WARNING (sorry for yelling but many newbies read this). For those of you contemplating building a 8150 rig to replace your old one so you can "compete" against the Ivy Bridge chips and even Sandy Bridge chips DON"T DO IT unless you first experience a SB or Ivy Bridge rig. They are FAST! The Bulldozer lives up to its name but more of that later. Also, as correctly pointed out by Ferzerp below I used different and slower components with the Bulldozer so a true "comparison" with the SB rigs in 1 & 2 cannot be made ( Frankly, I didn't want to tear either of them apart, just build a Bulldozer rig)
I had on hand my trusty old Chieftec 1200 server case (old but tons of room) with 3 great Panaflo 80mm fans and a fan controller, 8g Gskill ddr3-1866, the Asus 990FX Sabertooth mb, 2 5850s (both running 765Mhz stock), an Intel x25M 80g ssd, DVD, Antec Green 750W PSU and a licensed version of Win7-64 HP. I had an AMD rig running an 1100T but sold it and some other parts when the Bulldozers were still higher in price and I wanted $$ to buy Nvidia 680/670 cards.
When the price dropped enough, I bought a new 8150 plus a CM Hyper 212+ to cool it.
My first problem was this "new" 8150" had a few bent pins. I carefully straightened them and it fit in the socket fine.
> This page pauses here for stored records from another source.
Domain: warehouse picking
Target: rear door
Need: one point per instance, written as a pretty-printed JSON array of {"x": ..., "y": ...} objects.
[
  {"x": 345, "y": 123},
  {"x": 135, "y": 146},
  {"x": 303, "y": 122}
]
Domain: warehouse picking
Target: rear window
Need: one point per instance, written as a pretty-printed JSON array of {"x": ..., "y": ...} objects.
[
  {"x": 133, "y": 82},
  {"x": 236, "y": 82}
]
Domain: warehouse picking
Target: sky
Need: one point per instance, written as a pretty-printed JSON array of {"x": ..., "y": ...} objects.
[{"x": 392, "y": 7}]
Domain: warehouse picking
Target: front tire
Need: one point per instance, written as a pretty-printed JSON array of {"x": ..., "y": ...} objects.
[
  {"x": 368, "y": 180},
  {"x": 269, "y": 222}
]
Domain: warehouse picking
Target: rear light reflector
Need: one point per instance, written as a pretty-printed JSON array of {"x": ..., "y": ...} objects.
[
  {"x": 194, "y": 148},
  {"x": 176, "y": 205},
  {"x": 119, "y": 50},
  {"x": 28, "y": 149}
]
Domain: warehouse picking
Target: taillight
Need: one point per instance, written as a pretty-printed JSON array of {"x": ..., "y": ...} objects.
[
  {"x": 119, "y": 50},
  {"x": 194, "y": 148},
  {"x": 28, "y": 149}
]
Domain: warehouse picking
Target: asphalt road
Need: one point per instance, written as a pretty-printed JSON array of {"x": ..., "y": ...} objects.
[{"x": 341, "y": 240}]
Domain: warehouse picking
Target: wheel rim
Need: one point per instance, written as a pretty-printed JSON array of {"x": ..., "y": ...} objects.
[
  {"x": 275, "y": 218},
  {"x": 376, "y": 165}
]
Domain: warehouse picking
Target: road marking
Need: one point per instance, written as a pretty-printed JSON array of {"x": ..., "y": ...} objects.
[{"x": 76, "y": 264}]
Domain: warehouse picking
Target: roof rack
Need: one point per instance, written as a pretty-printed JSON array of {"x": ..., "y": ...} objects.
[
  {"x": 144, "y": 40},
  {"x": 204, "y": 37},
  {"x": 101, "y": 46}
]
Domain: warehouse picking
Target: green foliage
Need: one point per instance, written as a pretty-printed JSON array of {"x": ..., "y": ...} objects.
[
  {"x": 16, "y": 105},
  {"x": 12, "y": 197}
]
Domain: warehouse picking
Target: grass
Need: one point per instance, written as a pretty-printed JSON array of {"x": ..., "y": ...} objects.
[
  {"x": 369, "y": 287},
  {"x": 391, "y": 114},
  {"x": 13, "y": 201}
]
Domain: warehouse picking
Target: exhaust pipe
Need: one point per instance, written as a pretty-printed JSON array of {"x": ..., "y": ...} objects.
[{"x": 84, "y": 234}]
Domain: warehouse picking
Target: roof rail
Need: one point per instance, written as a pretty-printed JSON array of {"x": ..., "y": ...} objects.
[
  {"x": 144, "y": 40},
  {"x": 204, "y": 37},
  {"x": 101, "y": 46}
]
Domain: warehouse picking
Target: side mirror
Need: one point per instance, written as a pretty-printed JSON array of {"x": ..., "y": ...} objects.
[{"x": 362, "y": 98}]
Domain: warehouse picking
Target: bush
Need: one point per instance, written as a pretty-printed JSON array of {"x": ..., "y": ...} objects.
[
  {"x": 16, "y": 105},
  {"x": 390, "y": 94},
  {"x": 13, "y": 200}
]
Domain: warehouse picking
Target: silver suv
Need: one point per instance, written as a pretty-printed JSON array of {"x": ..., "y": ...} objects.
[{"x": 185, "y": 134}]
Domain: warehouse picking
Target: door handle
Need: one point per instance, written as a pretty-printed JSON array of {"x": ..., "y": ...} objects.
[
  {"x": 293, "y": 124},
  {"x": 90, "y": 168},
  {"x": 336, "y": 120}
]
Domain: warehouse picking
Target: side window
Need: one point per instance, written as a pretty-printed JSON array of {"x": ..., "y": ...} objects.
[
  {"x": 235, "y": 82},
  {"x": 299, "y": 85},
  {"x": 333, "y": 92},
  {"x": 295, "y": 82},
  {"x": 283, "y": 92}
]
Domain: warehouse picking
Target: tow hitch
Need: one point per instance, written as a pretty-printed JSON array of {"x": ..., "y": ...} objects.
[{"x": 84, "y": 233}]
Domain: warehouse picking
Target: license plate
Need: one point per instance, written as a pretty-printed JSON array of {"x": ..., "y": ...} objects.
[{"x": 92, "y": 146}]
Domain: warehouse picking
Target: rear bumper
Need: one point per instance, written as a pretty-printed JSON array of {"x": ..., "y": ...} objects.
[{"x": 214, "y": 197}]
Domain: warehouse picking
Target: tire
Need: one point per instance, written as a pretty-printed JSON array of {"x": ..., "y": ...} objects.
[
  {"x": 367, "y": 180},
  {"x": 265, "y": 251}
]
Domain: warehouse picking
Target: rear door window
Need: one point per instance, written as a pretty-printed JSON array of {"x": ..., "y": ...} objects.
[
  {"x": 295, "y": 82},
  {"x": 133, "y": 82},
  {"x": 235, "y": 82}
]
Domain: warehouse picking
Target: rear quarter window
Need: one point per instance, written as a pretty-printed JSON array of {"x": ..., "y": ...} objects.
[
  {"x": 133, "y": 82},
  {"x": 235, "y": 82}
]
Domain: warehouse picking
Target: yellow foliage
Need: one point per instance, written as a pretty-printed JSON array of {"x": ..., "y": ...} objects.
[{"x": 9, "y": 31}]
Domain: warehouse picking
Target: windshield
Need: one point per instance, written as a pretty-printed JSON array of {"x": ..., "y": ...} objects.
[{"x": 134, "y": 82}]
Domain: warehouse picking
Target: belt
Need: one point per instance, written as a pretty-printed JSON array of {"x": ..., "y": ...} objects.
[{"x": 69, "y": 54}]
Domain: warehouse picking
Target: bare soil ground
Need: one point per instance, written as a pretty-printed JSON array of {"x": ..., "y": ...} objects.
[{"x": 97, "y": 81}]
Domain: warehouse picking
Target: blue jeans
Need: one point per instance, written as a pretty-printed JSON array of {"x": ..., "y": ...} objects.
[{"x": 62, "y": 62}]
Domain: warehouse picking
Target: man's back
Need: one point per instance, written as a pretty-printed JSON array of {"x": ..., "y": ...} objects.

The tin it was shipped in appeared to be unopened but bent pins are frustrating. Thank goodness it was correctable. I used ArticSilver5 as the thermal paste and and used a CM Hyper 212+ with push/pull fans to cool it. Let me say it is VERY wise to use an aftermarket cooler with this chip if you want to do any OCing. It get very hot quickly when pushed. In the process of assembly I was using a WD Blue 320g HD that I found was failing. Lost an entire day until I figure this out. I switched to a WD Green 1 TB that was sitting in my Home server not being used.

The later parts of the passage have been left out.